Tentang resolusi konflik
“Jika masyarakat internasional benar-benar tertarik pada ketenangan dan setiap kesempatan untuk menyelesaikan atau membatasi konflik, mereka harus memaksa Israel untuk menghormati perannya sebagai kekuatan pendudukan terhadap rakyat.
Lihat, setiap pagi kami bangun untuk mendengar tentang dua orang Palestina (terbunuh) di Nablus, tiga orang Palestina di Jenin, lima orang Palestina di Jericho. Lebih banyak tanah diambil alih untuk membangun pemukiman baru, menghancurkan atau menebang atau membakar pohon.
Dan apa yang menjadi bagian dari perpecahan di Israel saat ini adalah hasil yang diharapkan dari pendudukan selama 70 tahun. Anda tidak bisa berpura-pura menjadi pembela hak asasi manusia, demokrasi dan semua nilai “Barat” ini dan pada saat yang sama, beberapa meter jauhnya, menindas dan membunuh serta menduduki orang lain. Itu tidak bisa bertahan selamanya. Itu tidak berkelanjutan.”
Tentang protes Israel terhadap usulan ‘reformasi peradilan’
“Semua orang yang berdemonstrasi di Tel Aviv meyakini ideologi yang sama dengan Ben-Gvir, hanya saja mereka lebih pintar. Mereka dapat menampilkan diri dengan cara yang lebih baik.
Tapi (pada) intinya mereka sama. Pemerintah Lapid, Bennet, mereka melanjutkan kebijakan penyelesaian yang sama… Tahun terakhir pemerintahan Lapid adalah tahun paling mengerikan sejak 2005.

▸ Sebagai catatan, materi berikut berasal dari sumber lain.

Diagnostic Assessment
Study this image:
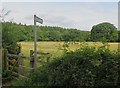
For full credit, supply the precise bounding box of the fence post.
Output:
[3,49,8,70]
[30,50,35,71]
[18,53,23,75]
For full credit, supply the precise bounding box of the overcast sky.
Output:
[2,2,118,30]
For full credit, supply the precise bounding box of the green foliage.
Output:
[2,22,90,42]
[91,22,118,42]
[12,46,120,88]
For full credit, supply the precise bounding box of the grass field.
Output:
[19,42,118,57]
[19,42,119,67]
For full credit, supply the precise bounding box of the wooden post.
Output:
[18,44,21,54]
[30,50,35,71]
[3,49,8,70]
[18,53,23,75]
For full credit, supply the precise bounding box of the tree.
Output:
[91,22,118,42]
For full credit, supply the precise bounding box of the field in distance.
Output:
[19,42,120,57]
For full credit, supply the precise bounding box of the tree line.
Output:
[2,22,120,46]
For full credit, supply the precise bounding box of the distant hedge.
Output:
[12,46,120,88]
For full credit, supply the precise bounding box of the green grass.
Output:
[16,42,118,72]
[19,42,118,57]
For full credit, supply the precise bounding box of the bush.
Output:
[12,46,119,88]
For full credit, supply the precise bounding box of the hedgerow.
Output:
[11,46,120,88]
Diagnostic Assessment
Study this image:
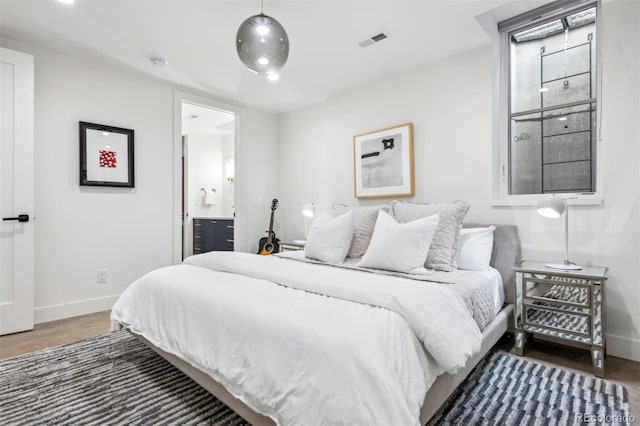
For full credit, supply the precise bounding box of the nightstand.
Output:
[279,241,304,253]
[513,261,607,377]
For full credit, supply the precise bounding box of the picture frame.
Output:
[353,123,415,199]
[79,121,135,188]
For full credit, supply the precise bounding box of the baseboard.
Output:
[607,334,640,362]
[33,294,119,324]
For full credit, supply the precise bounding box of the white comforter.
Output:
[112,252,481,425]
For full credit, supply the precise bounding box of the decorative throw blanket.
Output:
[277,251,497,331]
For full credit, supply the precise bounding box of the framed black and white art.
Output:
[80,121,134,188]
[353,123,415,198]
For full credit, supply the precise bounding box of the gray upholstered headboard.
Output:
[462,223,521,303]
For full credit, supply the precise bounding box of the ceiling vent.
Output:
[358,31,389,47]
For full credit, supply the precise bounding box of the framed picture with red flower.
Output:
[80,121,135,188]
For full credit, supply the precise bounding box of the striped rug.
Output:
[0,331,629,426]
[429,352,630,426]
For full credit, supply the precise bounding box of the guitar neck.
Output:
[267,210,275,243]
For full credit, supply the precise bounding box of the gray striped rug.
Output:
[0,331,629,426]
[0,330,247,426]
[429,352,629,426]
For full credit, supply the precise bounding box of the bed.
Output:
[112,224,520,425]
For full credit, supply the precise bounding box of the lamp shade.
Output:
[302,203,316,217]
[537,197,567,219]
[236,13,289,75]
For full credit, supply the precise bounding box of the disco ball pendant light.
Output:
[236,1,289,79]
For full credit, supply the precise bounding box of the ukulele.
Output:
[258,198,280,256]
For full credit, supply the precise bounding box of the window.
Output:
[498,0,598,198]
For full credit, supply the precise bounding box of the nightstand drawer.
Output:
[193,218,234,254]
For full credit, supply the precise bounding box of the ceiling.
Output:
[182,102,236,136]
[0,0,524,113]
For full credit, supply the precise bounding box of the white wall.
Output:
[184,132,225,257]
[279,1,640,360]
[2,39,277,323]
[187,133,224,218]
[222,135,236,217]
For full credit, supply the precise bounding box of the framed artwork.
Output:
[80,121,135,188]
[353,123,415,198]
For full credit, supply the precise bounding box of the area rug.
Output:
[429,352,629,426]
[0,331,629,426]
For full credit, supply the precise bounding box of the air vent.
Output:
[358,32,389,47]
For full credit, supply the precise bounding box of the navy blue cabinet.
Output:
[193,217,238,254]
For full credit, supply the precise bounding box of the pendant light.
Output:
[236,0,289,80]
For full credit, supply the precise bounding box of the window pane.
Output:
[543,161,591,192]
[542,133,591,164]
[542,44,591,82]
[508,3,597,194]
[543,104,595,136]
[509,113,542,194]
[542,74,591,107]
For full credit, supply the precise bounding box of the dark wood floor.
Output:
[0,311,640,419]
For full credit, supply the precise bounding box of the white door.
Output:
[0,48,34,334]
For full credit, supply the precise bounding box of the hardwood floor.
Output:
[0,311,640,421]
[0,311,111,359]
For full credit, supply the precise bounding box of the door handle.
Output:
[2,214,29,222]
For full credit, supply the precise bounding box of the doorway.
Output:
[0,48,34,334]
[180,100,236,259]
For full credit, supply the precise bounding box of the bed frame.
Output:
[132,224,520,426]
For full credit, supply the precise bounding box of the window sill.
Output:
[491,194,602,207]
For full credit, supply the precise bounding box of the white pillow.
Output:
[458,226,496,271]
[357,210,438,272]
[304,210,353,263]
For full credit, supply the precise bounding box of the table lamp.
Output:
[537,197,582,271]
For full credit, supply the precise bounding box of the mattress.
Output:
[112,252,497,425]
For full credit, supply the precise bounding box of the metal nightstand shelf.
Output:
[513,261,607,377]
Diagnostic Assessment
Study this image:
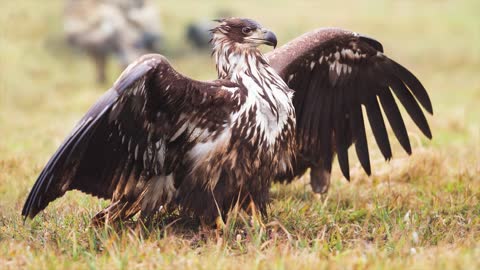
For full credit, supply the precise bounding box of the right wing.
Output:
[22,54,240,218]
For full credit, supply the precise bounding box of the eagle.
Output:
[22,18,432,226]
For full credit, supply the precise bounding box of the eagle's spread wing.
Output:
[22,55,240,217]
[267,28,433,179]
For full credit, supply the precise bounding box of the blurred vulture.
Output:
[22,18,432,226]
[64,0,162,83]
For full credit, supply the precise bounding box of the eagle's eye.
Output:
[242,27,252,35]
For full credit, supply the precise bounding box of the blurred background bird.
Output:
[64,0,163,83]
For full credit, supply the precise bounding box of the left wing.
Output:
[267,28,433,179]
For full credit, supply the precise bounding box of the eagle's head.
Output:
[212,18,277,48]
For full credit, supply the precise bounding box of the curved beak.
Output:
[263,30,277,49]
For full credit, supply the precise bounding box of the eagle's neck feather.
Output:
[213,38,294,149]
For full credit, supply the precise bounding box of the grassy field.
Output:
[0,0,480,269]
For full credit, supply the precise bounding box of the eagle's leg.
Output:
[310,165,330,194]
[247,200,265,227]
[92,200,138,226]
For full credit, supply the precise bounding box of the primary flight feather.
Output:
[22,18,432,222]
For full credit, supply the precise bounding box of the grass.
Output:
[0,0,480,269]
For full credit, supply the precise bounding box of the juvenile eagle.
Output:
[22,18,431,224]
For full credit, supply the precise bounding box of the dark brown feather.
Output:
[267,28,433,188]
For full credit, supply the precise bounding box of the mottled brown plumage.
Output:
[22,18,431,226]
[23,19,295,224]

(Protes Israel) bukan tentang hak asasi manusia dalam kriteria universal. Ini tentang hak asasi manusia, demokrasi dan semua nilai lain dalam komunitas Yahudi, tetapi bukan sebagai nilai universal untuk semua orang… Oleh karena itu, sekali lagi, bagi saya, mereka yang memprotes di Tel Aviv atau yang memprotes atau berbaris di Yerusalem intinya sama.”
Tentang Hamas dan perbandingan dengan kelompok ekstremis
“Kami sebagai Muslim, sebagai orang beriman, sebagai gerakan yang digerakkan oleh Islam… Islam moderat yang percaya pada nilai-nilai universal hak asasi manusia, kerja sama sipil, pilihan demokratis bagi rakyat. Misalnya, kita berkampanye untuk pemilu dan kita siap menghormati hasilnya, siapa pun yang menang atau kalah dalam pemilu.
Mungkin banyak media Barat mencoba menghubungkan Hamas dengan kelompok Islam fanatik seperti Daesh (ISIL, ISIS). Tetapi sering kali kami terlibat dalam konflik dengan kelompok-kelompok ini – terkadang konflik bersenjata.
Kami tidak percaya bahwa Islam yang kami yakini… Kami percaya pada keadilan. Kami kembali percaya pada hak asasi manusia universal, dan kami masih berusaha mencegah konflik ini berubah menjadi konflik politik-agama murni… (itu akan) sangat sulit, jika bukan tidak mungkin, untuk diselesaikan.”